Saints: Highly variable; sometimes Andrew due to the cross (crossroads); the Just Judge; Christ carrying a cross

Colours: Black and Red

Kalfou (also Kafou) is a lwa with a fearsome reputation, that is neither wholly deserved nor undeserved. His name means ‘crossroads’, but this is a title; he has another name among initiates. Often called the brother of Legba (an appellation that requires more unpacking than I’m doing here), it is Kalfou who is associated with the crossroads–the point of intersection between the worlds. It is through Kalfou that movement between the worlds, and thus magic, occurs. A great deal of confusion has arisen regarding Kalfou and Legba, and the lines between them are blurred heavily outside of Haiti by those with only a superficial knowledge of the lwa.
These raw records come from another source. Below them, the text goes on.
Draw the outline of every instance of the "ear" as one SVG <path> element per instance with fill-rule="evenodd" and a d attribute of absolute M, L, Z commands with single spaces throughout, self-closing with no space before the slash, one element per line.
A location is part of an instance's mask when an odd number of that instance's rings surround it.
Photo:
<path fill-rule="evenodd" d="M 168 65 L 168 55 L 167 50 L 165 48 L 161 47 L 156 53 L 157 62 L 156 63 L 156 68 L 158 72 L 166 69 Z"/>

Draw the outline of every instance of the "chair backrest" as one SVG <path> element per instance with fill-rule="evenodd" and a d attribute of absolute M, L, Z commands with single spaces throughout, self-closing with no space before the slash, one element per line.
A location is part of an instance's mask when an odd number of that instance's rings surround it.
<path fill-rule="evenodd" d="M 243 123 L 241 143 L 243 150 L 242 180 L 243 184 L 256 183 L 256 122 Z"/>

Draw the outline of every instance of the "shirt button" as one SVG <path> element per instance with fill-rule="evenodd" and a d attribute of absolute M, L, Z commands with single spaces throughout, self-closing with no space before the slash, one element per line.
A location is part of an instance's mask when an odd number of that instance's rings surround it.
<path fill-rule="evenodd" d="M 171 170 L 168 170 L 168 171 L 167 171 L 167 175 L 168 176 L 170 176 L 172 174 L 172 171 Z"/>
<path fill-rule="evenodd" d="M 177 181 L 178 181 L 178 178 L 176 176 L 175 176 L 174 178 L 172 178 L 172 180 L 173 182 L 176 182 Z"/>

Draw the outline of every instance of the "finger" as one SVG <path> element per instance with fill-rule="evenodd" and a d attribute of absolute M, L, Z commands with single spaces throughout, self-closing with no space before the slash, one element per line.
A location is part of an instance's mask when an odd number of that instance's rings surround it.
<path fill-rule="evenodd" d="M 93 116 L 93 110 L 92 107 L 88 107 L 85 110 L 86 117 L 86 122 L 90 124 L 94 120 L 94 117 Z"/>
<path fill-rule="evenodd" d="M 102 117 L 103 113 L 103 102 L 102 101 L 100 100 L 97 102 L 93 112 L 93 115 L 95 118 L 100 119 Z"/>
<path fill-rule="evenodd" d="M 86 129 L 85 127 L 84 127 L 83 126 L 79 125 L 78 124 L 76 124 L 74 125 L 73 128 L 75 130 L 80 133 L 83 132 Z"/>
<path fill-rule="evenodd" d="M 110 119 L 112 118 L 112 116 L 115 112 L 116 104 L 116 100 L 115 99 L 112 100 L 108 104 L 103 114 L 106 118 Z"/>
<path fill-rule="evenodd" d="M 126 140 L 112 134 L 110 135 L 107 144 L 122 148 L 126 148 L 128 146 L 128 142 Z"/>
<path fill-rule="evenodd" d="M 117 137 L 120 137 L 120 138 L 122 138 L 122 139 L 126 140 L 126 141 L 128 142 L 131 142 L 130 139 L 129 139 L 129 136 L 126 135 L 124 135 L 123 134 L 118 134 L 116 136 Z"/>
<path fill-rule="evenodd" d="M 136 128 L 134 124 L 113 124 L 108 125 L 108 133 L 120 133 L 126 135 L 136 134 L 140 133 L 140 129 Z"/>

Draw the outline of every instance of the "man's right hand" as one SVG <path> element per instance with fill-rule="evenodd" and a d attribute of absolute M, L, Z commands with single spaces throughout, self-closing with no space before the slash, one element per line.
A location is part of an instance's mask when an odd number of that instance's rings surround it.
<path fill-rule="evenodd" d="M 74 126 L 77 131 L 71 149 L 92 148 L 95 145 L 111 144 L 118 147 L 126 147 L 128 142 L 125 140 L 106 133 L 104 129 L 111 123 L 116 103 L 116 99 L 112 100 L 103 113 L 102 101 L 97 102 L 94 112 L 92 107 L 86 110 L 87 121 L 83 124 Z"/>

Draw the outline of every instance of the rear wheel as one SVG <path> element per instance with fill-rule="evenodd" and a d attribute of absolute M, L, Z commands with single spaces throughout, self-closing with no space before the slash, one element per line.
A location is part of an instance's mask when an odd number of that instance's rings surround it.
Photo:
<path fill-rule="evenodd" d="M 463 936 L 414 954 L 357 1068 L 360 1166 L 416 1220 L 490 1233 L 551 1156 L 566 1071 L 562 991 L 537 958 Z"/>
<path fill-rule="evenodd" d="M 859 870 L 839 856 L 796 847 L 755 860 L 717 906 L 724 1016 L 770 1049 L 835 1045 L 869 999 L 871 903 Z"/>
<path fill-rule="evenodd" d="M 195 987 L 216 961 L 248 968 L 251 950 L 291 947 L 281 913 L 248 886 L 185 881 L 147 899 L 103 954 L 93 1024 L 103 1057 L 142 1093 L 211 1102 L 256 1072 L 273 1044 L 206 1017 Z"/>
Kalfou is said by some to be the Legba of the Petwo nation; this is not at all the case in my own lineage, and they are quite distinct. The sort of stories one hears about people making deals at the crossroads at midnight (ex blues legend Robert Johnson) are properly referencing Kalfou, not Legba. The awful portrayal of Legba in American Horror Story‘s third season might have been a bit more forgivable if it was Kalfou being portrayed. Emphasis on ‘might’.

Kalfou is also associated with the moon, although many today are increasingly giving a lunar connection to La Sirene due to the moon’s influence on the tides; however in Haiti the moon is Kalfou, not due to an inherently lunar nature, but because he is associated with the night. According to some, he rules over the lougawou (shape-changing spirits that hunt at night) and other nocturnal spirits.
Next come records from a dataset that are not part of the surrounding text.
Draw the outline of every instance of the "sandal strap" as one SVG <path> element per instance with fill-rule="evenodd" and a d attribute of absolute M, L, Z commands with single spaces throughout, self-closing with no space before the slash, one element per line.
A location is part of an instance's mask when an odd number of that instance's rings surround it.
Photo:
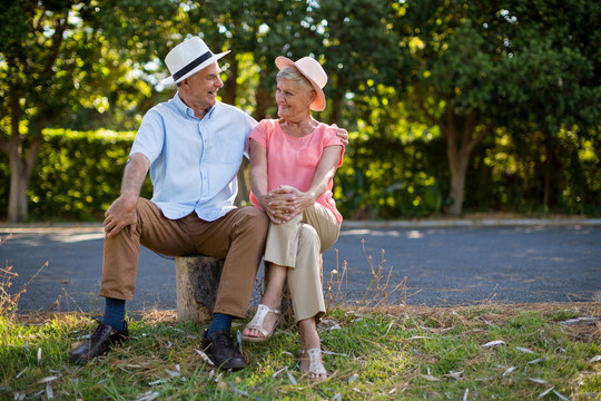
<path fill-rule="evenodd" d="M 300 355 L 308 354 L 309 355 L 309 369 L 307 371 L 307 374 L 327 374 L 327 371 L 324 368 L 324 364 L 322 363 L 321 355 L 322 350 L 319 349 L 309 349 L 309 350 L 303 350 L 300 349 Z"/>
<path fill-rule="evenodd" d="M 248 324 L 246 325 L 246 329 L 256 330 L 260 332 L 263 336 L 266 336 L 267 334 L 269 334 L 269 331 L 263 327 L 263 322 L 265 321 L 265 316 L 267 316 L 267 313 L 269 312 L 275 313 L 276 315 L 279 315 L 279 310 L 273 310 L 273 309 L 269 309 L 269 306 L 267 305 L 259 304 L 257 306 L 257 313 L 255 313 L 255 316 L 253 317 L 253 320 L 248 322 Z"/>

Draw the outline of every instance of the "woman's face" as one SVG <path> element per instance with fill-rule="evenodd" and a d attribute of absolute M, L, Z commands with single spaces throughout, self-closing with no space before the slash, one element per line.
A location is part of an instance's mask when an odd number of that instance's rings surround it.
<path fill-rule="evenodd" d="M 315 92 L 293 79 L 278 79 L 276 88 L 277 115 L 284 119 L 304 118 L 311 114 Z"/>

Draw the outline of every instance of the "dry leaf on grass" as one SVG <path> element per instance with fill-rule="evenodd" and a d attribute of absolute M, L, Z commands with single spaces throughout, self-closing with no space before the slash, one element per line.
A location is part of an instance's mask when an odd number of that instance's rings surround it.
<path fill-rule="evenodd" d="M 490 341 L 483 344 L 482 348 L 496 346 L 496 345 L 505 345 L 505 342 L 503 340 Z"/>

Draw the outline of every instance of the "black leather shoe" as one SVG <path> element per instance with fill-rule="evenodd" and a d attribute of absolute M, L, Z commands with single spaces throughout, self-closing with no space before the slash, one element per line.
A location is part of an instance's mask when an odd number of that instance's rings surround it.
<path fill-rule="evenodd" d="M 207 331 L 203 335 L 203 351 L 210 361 L 219 369 L 240 370 L 246 368 L 244 356 L 236 350 L 229 330 L 221 330 L 207 338 Z"/>
<path fill-rule="evenodd" d="M 128 335 L 127 322 L 125 322 L 124 331 L 98 322 L 98 327 L 90 338 L 71 351 L 69 360 L 73 363 L 87 363 L 109 352 L 111 345 L 120 344 L 127 340 Z"/>

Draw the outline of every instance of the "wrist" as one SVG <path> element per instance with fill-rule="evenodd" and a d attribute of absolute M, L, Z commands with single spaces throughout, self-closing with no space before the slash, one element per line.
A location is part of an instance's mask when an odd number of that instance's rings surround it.
<path fill-rule="evenodd" d="M 121 199 L 124 199 L 128 204 L 135 205 L 136 203 L 138 203 L 138 194 L 132 192 L 122 192 Z"/>

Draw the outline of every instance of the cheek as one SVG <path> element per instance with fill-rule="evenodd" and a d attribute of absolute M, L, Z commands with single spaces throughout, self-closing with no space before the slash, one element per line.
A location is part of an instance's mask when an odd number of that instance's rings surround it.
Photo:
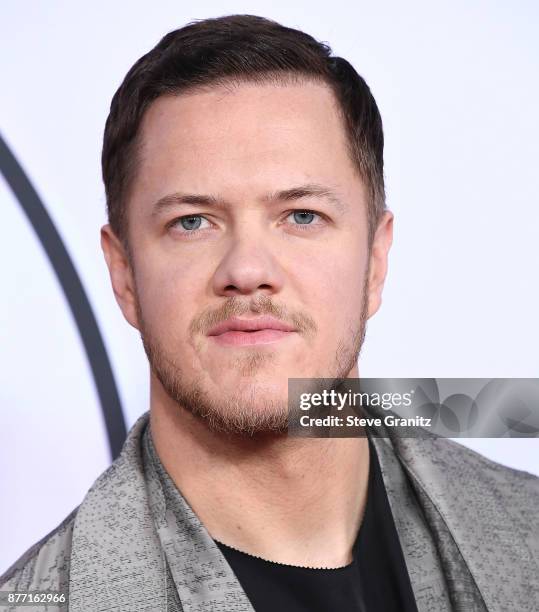
<path fill-rule="evenodd" d="M 197 283 L 197 278 L 199 282 Z M 142 313 L 161 337 L 185 334 L 194 312 L 195 295 L 200 293 L 200 275 L 191 268 L 145 260 L 137 274 Z"/>

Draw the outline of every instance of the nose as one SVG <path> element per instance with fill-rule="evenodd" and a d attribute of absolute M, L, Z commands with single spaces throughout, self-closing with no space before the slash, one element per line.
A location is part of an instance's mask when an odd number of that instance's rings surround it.
<path fill-rule="evenodd" d="M 271 246 L 261 236 L 235 237 L 213 278 L 214 291 L 226 297 L 263 293 L 273 295 L 283 286 L 283 270 Z"/>

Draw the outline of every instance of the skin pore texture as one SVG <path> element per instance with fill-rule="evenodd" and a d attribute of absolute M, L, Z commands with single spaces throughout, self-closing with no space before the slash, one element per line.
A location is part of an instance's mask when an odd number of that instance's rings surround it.
<path fill-rule="evenodd" d="M 289 438 L 288 378 L 358 376 L 393 215 L 369 251 L 366 191 L 321 83 L 162 96 L 140 143 L 131 258 L 109 225 L 101 243 L 150 362 L 159 457 L 217 540 L 291 565 L 346 565 L 368 443 Z M 291 331 L 246 346 L 208 335 L 231 316 L 260 315 Z"/>

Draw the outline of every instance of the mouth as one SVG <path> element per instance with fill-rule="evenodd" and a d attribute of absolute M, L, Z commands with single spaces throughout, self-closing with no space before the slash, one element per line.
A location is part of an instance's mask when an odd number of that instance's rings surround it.
<path fill-rule="evenodd" d="M 222 346 L 271 344 L 295 334 L 292 326 L 273 317 L 233 318 L 213 327 L 208 336 Z"/>

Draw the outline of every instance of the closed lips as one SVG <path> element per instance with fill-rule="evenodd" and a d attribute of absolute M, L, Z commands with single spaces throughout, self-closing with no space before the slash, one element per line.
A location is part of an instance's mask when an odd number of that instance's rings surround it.
<path fill-rule="evenodd" d="M 230 331 L 255 332 L 263 329 L 275 329 L 292 332 L 294 328 L 274 317 L 258 317 L 256 319 L 228 319 L 210 329 L 208 336 L 219 336 Z"/>

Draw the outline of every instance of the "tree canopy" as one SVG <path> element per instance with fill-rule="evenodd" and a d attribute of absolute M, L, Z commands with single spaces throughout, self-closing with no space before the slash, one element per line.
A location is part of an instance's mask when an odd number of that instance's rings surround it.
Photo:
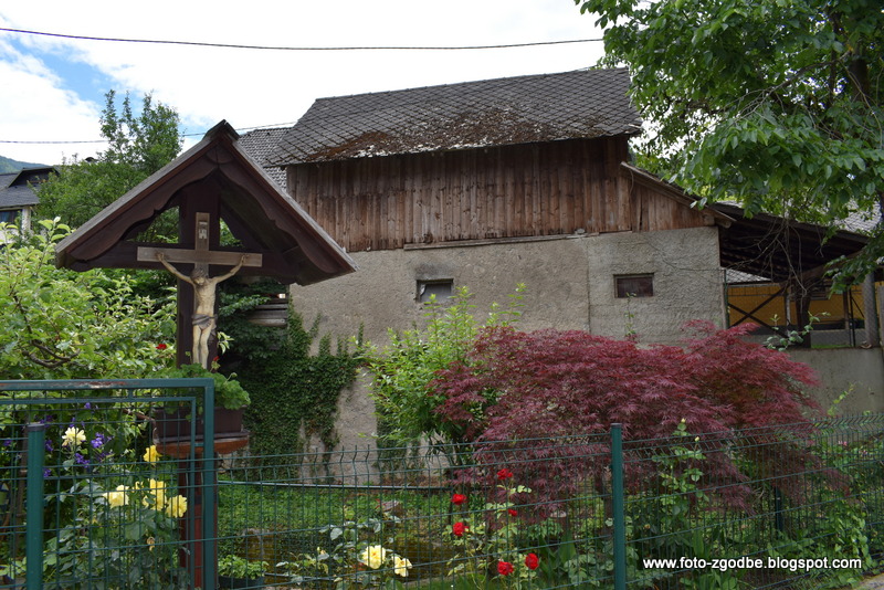
<path fill-rule="evenodd" d="M 101 133 L 108 141 L 107 149 L 95 160 L 75 157 L 59 167 L 59 176 L 40 190 L 41 217 L 60 217 L 69 225 L 82 225 L 181 150 L 173 108 L 155 104 L 149 94 L 143 98 L 139 114 L 133 112 L 128 94 L 119 112 L 114 91 L 105 101 Z M 164 231 L 162 224 L 158 231 Z"/>
<path fill-rule="evenodd" d="M 598 15 L 650 119 L 642 165 L 707 200 L 833 224 L 876 220 L 843 275 L 884 254 L 878 0 L 575 0 Z"/>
Along with Gran Bwa and Bawon Kalfou is frequently numbered among the great magicians of the lwa; their patronage of various secret societies in Haiti is one of the reasons for this.

Kalfou personifies a necessary force in the universe–he is endings, as Legba is beginnings, he is night to Legba’s day, the moon to Legba’s sun. We see here again the balance of complementary opposites, personified in toto by the Marassa, and expressed in such pairings as Dambala and Ayida, or the watery Simbi Dlo and the fiery Simbi Makaya. However, Kalfou is not malicious as some have described him; gravity does what it does by its nature and doesn’t care that you didn’t mean to step off the roof. The devilish chaos sometimes mentioned in connection with him is simply an example of a higher order we may not readily understand; he is not Lovecraftian in character although some may be forgiven for thinking him so erroneously.

He can be a great bringer of luck, but can also abandon one in the crossroads; amorality is a key element of his character that needs to be remembered. Offerings to him, for those who have the training and license to serve him, include cigars; bourbon; gunpowder in rum; food either raw or burned; plantains; red beans with rice; black beans with rice. He is often saluted with two boujis, either one red and one black, spiralled together, or twisted into the form of a cross, or one red and one yellow, depending on the house.